The improved understanding of the genetic mechanisms underlying widespread diseases related to iron accumulation, which has been permitted by EuroIron, should lead in the near future to novel diagnostic, prognostic and therapeutic approaches which will ameliorate the overall curative and preventive management of these disorders.
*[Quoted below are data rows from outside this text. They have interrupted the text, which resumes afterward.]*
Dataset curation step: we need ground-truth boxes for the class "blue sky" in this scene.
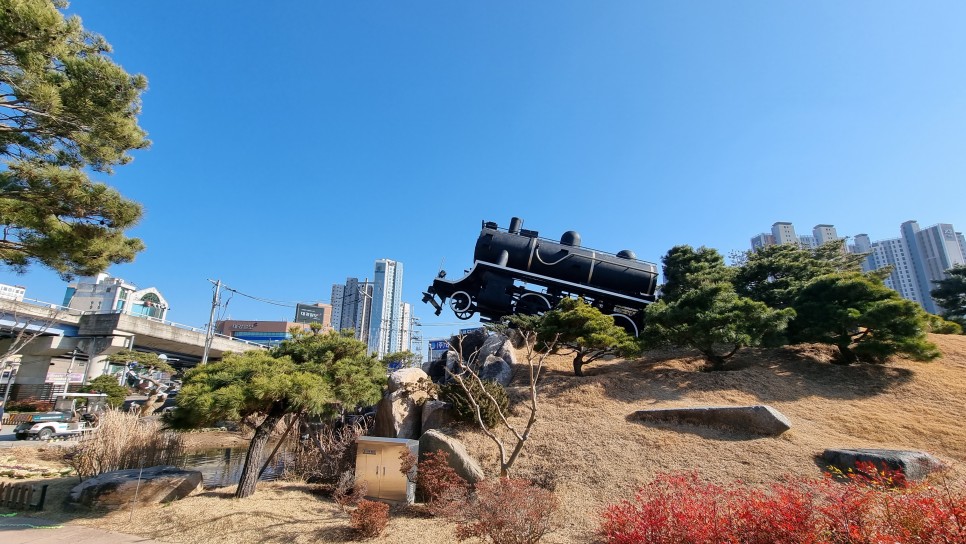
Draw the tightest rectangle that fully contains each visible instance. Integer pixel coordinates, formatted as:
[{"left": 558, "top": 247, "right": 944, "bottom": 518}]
[{"left": 0, "top": 0, "right": 966, "bottom": 344}]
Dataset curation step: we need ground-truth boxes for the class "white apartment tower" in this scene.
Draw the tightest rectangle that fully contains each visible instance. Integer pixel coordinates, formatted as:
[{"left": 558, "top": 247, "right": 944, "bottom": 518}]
[
  {"left": 771, "top": 221, "right": 798, "bottom": 245},
  {"left": 369, "top": 259, "right": 409, "bottom": 357},
  {"left": 812, "top": 225, "right": 839, "bottom": 246}
]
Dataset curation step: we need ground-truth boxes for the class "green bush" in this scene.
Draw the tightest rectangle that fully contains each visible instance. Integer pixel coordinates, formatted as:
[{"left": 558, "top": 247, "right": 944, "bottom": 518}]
[{"left": 439, "top": 379, "right": 510, "bottom": 429}]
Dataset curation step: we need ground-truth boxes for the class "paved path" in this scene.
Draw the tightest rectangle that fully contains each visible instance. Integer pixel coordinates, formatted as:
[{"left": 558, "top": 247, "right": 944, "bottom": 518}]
[{"left": 0, "top": 516, "right": 164, "bottom": 544}]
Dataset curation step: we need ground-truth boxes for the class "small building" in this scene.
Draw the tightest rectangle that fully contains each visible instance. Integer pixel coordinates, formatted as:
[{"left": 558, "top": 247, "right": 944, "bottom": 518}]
[
  {"left": 0, "top": 283, "right": 27, "bottom": 302},
  {"left": 64, "top": 273, "right": 168, "bottom": 321}
]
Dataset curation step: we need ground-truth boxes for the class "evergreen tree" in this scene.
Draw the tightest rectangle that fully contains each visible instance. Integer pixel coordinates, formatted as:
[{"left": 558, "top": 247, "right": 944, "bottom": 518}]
[
  {"left": 642, "top": 246, "right": 794, "bottom": 370},
  {"left": 0, "top": 0, "right": 149, "bottom": 278},
  {"left": 734, "top": 240, "right": 880, "bottom": 309},
  {"left": 930, "top": 265, "right": 966, "bottom": 327},
  {"left": 169, "top": 329, "right": 386, "bottom": 498},
  {"left": 789, "top": 272, "right": 940, "bottom": 364}
]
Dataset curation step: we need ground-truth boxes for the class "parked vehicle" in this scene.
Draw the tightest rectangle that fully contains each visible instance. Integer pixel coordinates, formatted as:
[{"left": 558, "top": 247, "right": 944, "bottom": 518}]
[{"left": 14, "top": 393, "right": 107, "bottom": 440}]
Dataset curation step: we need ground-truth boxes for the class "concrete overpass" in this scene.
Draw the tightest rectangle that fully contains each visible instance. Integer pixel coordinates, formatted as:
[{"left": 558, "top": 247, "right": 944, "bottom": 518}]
[{"left": 0, "top": 299, "right": 265, "bottom": 396}]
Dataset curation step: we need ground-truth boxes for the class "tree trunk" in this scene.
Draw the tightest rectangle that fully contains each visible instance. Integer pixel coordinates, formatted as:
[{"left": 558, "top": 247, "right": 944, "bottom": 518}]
[
  {"left": 574, "top": 354, "right": 584, "bottom": 377},
  {"left": 235, "top": 403, "right": 285, "bottom": 499}
]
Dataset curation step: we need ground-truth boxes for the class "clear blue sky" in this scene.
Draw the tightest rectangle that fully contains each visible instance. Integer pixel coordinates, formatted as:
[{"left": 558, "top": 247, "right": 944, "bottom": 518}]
[{"left": 0, "top": 0, "right": 966, "bottom": 344}]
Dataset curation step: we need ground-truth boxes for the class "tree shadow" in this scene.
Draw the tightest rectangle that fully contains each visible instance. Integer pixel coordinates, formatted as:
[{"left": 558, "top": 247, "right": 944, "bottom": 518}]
[{"left": 515, "top": 344, "right": 915, "bottom": 404}]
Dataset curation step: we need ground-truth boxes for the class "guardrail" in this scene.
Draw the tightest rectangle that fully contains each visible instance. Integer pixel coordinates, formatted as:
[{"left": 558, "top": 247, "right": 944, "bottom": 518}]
[{"left": 10, "top": 297, "right": 265, "bottom": 348}]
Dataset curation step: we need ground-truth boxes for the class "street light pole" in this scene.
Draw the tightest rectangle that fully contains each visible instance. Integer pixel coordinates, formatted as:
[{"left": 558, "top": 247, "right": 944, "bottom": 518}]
[{"left": 0, "top": 361, "right": 20, "bottom": 425}]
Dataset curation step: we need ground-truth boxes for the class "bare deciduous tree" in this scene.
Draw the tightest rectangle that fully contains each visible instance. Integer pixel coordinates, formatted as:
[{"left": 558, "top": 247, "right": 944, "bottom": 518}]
[{"left": 447, "top": 330, "right": 557, "bottom": 478}]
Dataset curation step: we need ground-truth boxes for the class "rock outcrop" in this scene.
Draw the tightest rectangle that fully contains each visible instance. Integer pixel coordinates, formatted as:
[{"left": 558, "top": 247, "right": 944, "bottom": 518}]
[
  {"left": 66, "top": 466, "right": 202, "bottom": 508},
  {"left": 634, "top": 404, "right": 792, "bottom": 436},
  {"left": 821, "top": 448, "right": 944, "bottom": 480}
]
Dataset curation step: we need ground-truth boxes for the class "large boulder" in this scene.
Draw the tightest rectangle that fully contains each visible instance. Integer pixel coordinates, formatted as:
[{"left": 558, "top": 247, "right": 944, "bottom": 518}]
[
  {"left": 634, "top": 404, "right": 792, "bottom": 436},
  {"left": 822, "top": 448, "right": 944, "bottom": 480},
  {"left": 419, "top": 430, "right": 484, "bottom": 484},
  {"left": 66, "top": 466, "right": 202, "bottom": 508},
  {"left": 389, "top": 368, "right": 429, "bottom": 393},
  {"left": 479, "top": 334, "right": 512, "bottom": 361},
  {"left": 480, "top": 355, "right": 513, "bottom": 387},
  {"left": 373, "top": 389, "right": 425, "bottom": 440},
  {"left": 422, "top": 400, "right": 454, "bottom": 433}
]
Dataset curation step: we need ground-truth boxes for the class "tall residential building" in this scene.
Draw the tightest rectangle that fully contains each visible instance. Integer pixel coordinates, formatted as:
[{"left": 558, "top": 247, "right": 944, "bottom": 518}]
[
  {"left": 771, "top": 221, "right": 798, "bottom": 245},
  {"left": 751, "top": 232, "right": 775, "bottom": 251},
  {"left": 332, "top": 278, "right": 372, "bottom": 344},
  {"left": 862, "top": 238, "right": 925, "bottom": 307},
  {"left": 812, "top": 225, "right": 839, "bottom": 246},
  {"left": 64, "top": 273, "right": 168, "bottom": 320},
  {"left": 369, "top": 259, "right": 409, "bottom": 357},
  {"left": 900, "top": 221, "right": 966, "bottom": 314}
]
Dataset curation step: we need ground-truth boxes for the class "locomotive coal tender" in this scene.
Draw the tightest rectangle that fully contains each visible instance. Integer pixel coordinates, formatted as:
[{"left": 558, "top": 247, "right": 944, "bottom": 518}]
[{"left": 423, "top": 217, "right": 657, "bottom": 336}]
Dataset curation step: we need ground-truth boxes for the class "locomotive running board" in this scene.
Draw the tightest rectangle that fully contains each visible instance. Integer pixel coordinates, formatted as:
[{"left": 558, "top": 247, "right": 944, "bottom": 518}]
[{"left": 450, "top": 261, "right": 654, "bottom": 306}]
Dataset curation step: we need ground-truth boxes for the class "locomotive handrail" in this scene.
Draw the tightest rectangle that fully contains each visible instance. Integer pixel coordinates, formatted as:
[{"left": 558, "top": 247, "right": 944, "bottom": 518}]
[{"left": 483, "top": 221, "right": 657, "bottom": 267}]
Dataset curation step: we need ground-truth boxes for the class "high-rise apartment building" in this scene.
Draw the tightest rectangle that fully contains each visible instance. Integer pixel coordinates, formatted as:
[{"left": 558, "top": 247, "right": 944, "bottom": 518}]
[
  {"left": 751, "top": 221, "right": 840, "bottom": 251},
  {"left": 812, "top": 225, "right": 839, "bottom": 246},
  {"left": 751, "top": 221, "right": 966, "bottom": 313},
  {"left": 369, "top": 259, "right": 409, "bottom": 357},
  {"left": 771, "top": 221, "right": 798, "bottom": 245},
  {"left": 899, "top": 221, "right": 966, "bottom": 314}
]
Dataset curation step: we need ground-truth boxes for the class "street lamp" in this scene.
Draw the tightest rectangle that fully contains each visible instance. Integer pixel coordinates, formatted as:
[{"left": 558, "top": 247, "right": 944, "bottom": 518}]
[{"left": 0, "top": 361, "right": 20, "bottom": 426}]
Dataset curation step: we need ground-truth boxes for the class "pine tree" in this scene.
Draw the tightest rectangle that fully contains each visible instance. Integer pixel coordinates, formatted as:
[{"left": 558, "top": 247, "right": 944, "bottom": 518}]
[{"left": 0, "top": 0, "right": 150, "bottom": 278}]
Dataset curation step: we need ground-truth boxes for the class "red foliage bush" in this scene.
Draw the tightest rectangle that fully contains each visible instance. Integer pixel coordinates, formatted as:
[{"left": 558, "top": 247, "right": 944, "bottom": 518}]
[
  {"left": 349, "top": 499, "right": 389, "bottom": 538},
  {"left": 456, "top": 478, "right": 557, "bottom": 544},
  {"left": 601, "top": 465, "right": 966, "bottom": 544},
  {"left": 416, "top": 451, "right": 469, "bottom": 517}
]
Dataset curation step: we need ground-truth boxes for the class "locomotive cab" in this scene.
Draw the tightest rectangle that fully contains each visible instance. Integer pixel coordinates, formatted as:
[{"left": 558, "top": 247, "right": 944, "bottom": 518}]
[{"left": 423, "top": 217, "right": 657, "bottom": 335}]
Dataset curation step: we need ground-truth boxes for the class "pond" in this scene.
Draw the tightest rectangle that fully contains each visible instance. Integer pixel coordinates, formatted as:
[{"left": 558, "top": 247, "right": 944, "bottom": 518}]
[{"left": 181, "top": 445, "right": 288, "bottom": 487}]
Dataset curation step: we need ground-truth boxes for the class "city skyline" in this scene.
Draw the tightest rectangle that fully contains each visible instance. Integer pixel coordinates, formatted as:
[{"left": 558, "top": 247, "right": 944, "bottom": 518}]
[{"left": 0, "top": 0, "right": 966, "bottom": 338}]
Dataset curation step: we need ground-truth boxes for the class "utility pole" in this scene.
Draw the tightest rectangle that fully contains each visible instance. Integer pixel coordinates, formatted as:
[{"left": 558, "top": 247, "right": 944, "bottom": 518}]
[{"left": 201, "top": 280, "right": 221, "bottom": 365}]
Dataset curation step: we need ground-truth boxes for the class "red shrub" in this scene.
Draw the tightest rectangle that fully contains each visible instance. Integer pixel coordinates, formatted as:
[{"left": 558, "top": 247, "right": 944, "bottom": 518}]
[
  {"left": 349, "top": 499, "right": 389, "bottom": 538},
  {"left": 416, "top": 451, "right": 469, "bottom": 517},
  {"left": 456, "top": 478, "right": 557, "bottom": 544},
  {"left": 601, "top": 466, "right": 966, "bottom": 544}
]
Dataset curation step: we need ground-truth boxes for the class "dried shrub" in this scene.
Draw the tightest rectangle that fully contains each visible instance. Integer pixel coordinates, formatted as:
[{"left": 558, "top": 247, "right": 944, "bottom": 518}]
[
  {"left": 349, "top": 499, "right": 389, "bottom": 538},
  {"left": 332, "top": 470, "right": 369, "bottom": 513},
  {"left": 439, "top": 379, "right": 510, "bottom": 429},
  {"left": 282, "top": 421, "right": 367, "bottom": 484},
  {"left": 64, "top": 409, "right": 185, "bottom": 480},
  {"left": 456, "top": 478, "right": 556, "bottom": 544},
  {"left": 601, "top": 465, "right": 966, "bottom": 544},
  {"left": 416, "top": 451, "right": 469, "bottom": 518}
]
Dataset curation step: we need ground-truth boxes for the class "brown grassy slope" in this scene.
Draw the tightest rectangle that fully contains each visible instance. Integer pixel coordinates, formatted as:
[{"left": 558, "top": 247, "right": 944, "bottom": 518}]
[
  {"left": 459, "top": 335, "right": 966, "bottom": 541},
  {"left": 54, "top": 336, "right": 966, "bottom": 544}
]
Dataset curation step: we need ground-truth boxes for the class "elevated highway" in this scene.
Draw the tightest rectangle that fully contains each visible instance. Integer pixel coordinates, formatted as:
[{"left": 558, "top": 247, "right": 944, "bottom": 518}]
[{"left": 0, "top": 298, "right": 265, "bottom": 400}]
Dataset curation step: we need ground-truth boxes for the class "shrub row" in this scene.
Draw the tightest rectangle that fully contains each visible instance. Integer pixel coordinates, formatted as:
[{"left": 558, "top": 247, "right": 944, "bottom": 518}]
[{"left": 600, "top": 467, "right": 966, "bottom": 544}]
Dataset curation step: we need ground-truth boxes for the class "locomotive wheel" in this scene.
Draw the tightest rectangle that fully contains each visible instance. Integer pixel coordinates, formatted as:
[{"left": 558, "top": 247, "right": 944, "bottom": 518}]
[{"left": 449, "top": 291, "right": 476, "bottom": 320}]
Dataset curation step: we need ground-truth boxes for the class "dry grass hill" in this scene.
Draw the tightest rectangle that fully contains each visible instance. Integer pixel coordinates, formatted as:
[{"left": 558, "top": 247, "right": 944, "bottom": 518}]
[{"left": 41, "top": 336, "right": 966, "bottom": 543}]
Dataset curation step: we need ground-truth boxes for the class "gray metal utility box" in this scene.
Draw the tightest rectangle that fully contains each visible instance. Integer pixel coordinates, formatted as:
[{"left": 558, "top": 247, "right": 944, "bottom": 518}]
[{"left": 356, "top": 436, "right": 419, "bottom": 504}]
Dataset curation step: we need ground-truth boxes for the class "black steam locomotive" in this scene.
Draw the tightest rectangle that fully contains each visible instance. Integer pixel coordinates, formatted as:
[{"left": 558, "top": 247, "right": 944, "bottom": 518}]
[{"left": 423, "top": 217, "right": 657, "bottom": 336}]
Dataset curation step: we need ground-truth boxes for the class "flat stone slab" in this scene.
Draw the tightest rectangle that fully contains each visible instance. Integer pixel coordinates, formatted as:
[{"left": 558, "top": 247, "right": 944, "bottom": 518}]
[
  {"left": 822, "top": 448, "right": 945, "bottom": 480},
  {"left": 66, "top": 466, "right": 202, "bottom": 509},
  {"left": 634, "top": 404, "right": 792, "bottom": 436}
]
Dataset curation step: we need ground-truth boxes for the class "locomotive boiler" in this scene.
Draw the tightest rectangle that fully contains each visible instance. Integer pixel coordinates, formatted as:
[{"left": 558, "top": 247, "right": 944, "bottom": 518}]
[{"left": 423, "top": 217, "right": 657, "bottom": 336}]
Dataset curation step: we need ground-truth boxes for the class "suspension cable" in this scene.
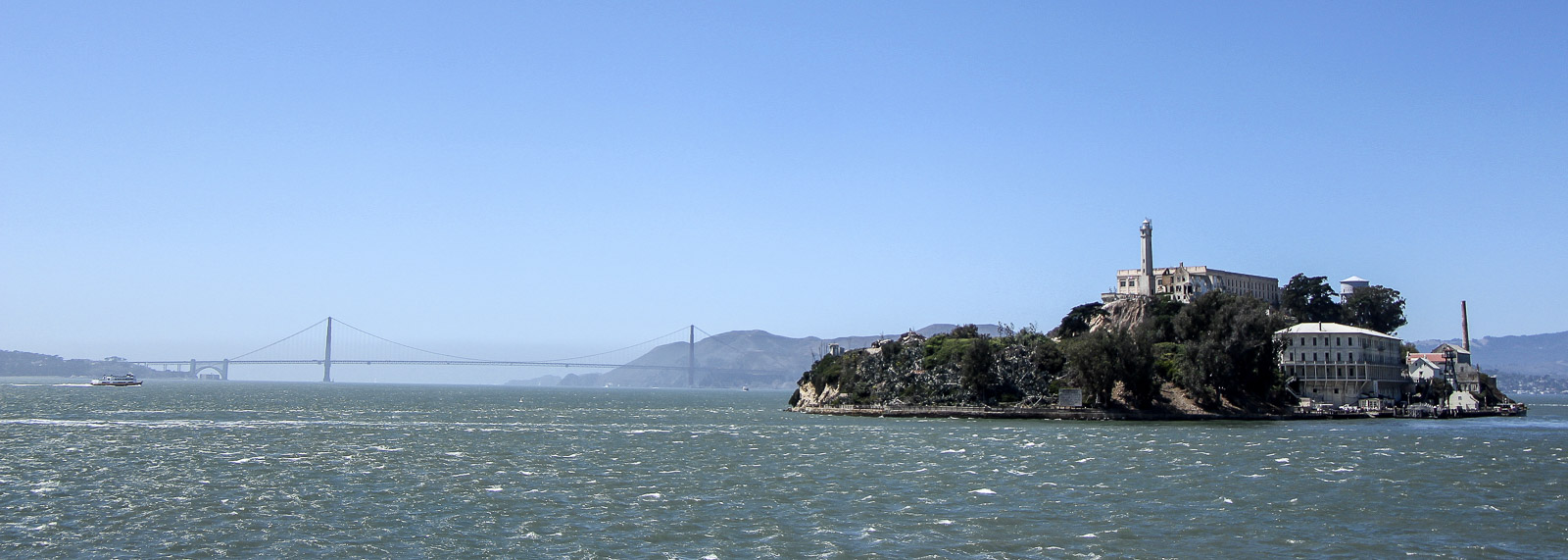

Publishable results for using and disseminating the knowledge
The present project has provided new tools for exploring iron metabolism and its disorders, as well as new models in vivo and in vitro providing interesting alternative to in vivo models, such as cocultures. It provided new methods for tracking intracellular labile iron with the design of agents for attaining iron distribution and led to the production of a patented human monoclonal hepcidin antibody. A major result was the identification of new genes of iron metabolism and / or characterisation of new regulatory processes for iron metabolism. The project also revealed improved mechanistic knowledge in iron-related disorders. During the whole duration of the contract, the knowledge dissemination among the medicoscientific community has been the following: 58 original articles published in peer-reviewed Journals (among them: Nature Genetics, Science, Gastroenterology, Cell Metabolism, Blood), 36 general reviews, 63 invited conferences, 31 oral presentations, and 24 posters.